The Wine Merchant issue 29 p1Just about every issue of The Wine Merchant includes some criticism of suppliers from their independent customers. Issue 29 is no different, except that for once we’ve given suppliers the chance to have their say about retailers.

It’s not a mere exercise in mud-raking. The relationship between importers and merchants is generally pretty strong, based on mutual respect and understanding. But that doesn’t mean suppliers don’t think some independents could do things better. Or that independents won’t benefit by listening to their concerns.

Our conversations with suppliers revealed some familiar bugbears: late payment, wine left cooking in windows, and unrealistic expectations about the level of supplier support. But one topic came up more than any of these niggles. There is a sense – particularly among the smaller suppliers – that independents just aren’t adventurous enough with their ranges.

As one supplier put it: independents should have more time for businesses that share their values, and which can offer wines with genuinely specialist characteristics. Too many retailers are playing it safe with wines that are found in large numbers across the UK, and not giving enough opportunity to lesser-known countries, regions, producers and varietals.

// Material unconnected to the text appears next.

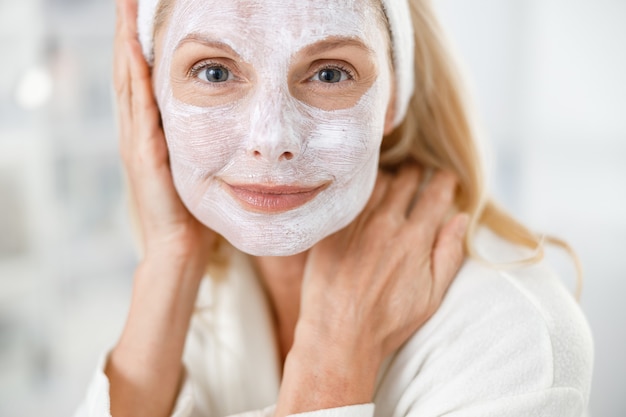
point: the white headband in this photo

Is the criticism fair, or just the voice of self-interest? Many independents might agree there is some validity to the suppliers’ argument, but point out (as Richard Shama of Wine Bear does very well in the same issue) that, outside of London, the logistics of dealing with a large number of specialist suppliers are problematic to say the least. It explains why many independents put a lot of eggs in the same basket and choose to deal with a small number of relatively large importers.

The other point is that many merchants are delighted with the service they’re getting from the sector’s big names. At Liberty’s tasting in London last week, the room was teeming with independents. Boutinot’s event this week is likely to be similarly rammed.

The task for smaller, more niche suppliers is to convince independents that they have wines that will deliver sales. They also have to understand the independent mindset and develop, as far as possible, a flexible approach to order terms. It’s already happening, often at local level, as small suppliers forge profitable relationships with merchants in their area. It’s an increasingly crowded and competitive marketplace – but one that has the potential to become even more varied and vibrant.